Feed your sourdough starter the night before you want to make these so it is active and bubbly in the morning.
Combine hot water and milk in a large mixing bowl or the bowl of a stand mixer fitted with the dough hook.
Continue to add the active sourdough starter and salt. Mix well.
Add the flour about a cup at a time and knead for about 5 to 8 minutes until you have a dry, not sticky, dough.
Place the dough in a non-metal bowl and cover it with a damp tea towel, beeswax wrap, or plastic wrap. Set in a warm place to rise for 6 to 8 hours.
When ready to bake, preheat your oven with the baking stone in it to 500 degrees F for at least 30 minutes.
Take the dough and use a bench scraper or a knife to divide it into 12 equal pieces. Set the pieces on a cookie sheet and cover them with a damp tea towel. They will continue to rise a little as they rest.

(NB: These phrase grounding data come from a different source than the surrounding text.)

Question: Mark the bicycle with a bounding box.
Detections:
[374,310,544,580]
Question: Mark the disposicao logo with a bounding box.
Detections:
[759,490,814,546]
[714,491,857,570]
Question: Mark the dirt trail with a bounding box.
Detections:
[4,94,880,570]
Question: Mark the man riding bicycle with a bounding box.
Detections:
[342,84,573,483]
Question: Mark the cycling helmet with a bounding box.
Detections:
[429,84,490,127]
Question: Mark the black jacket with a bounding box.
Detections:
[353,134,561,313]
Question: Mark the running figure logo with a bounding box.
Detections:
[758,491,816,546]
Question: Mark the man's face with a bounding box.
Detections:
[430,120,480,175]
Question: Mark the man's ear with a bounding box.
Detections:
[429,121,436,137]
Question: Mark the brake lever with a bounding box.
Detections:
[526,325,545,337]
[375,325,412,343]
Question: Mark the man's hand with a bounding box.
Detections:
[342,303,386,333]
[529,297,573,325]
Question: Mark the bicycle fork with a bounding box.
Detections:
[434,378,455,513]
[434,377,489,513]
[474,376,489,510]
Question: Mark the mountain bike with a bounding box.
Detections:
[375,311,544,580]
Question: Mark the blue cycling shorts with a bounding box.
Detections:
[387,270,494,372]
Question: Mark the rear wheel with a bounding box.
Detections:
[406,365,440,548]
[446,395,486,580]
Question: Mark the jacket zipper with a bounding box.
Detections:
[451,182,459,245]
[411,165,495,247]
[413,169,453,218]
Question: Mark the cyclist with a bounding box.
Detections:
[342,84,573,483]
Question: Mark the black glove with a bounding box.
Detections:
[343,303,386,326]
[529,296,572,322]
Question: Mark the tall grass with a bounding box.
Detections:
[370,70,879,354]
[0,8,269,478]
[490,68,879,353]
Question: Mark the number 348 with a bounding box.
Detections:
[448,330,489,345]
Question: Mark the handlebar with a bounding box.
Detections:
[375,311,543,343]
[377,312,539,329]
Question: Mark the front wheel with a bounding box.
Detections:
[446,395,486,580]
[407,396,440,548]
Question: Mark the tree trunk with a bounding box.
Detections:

When ready to bake, Take a piece of dough and roll it out into an oval about 6 inches across. Dust a pizza peel or cookie sheet with flour and set the flattened dough on it.
Quickly open the oven door and slide the dough onto the baking stone. I can fit 2 on my baking stone.
Watch closely for the pita to puff up into a ball. This only takes 3 or 4 minutes. Do not let it brown! If it starts to brown before fully puffing up, remove it from the oven.
Once it has puffed up, quickly remove it from the oven, place it on a plate and cover it with a clean kitchen towel.
Continue until all of the pitas are cooked. If as you cook more pitas they aren't puffing up as well, take a break and allow your oven to heat back up for 5 or 10 minutes then resume cooking.
To enjoy, cut a pita in half and then gently use your finger or a knife to separate the two sides and open the pocket up. Be careful as steam will come out!
Fill with your favorite sandwich ingredients and enjoy!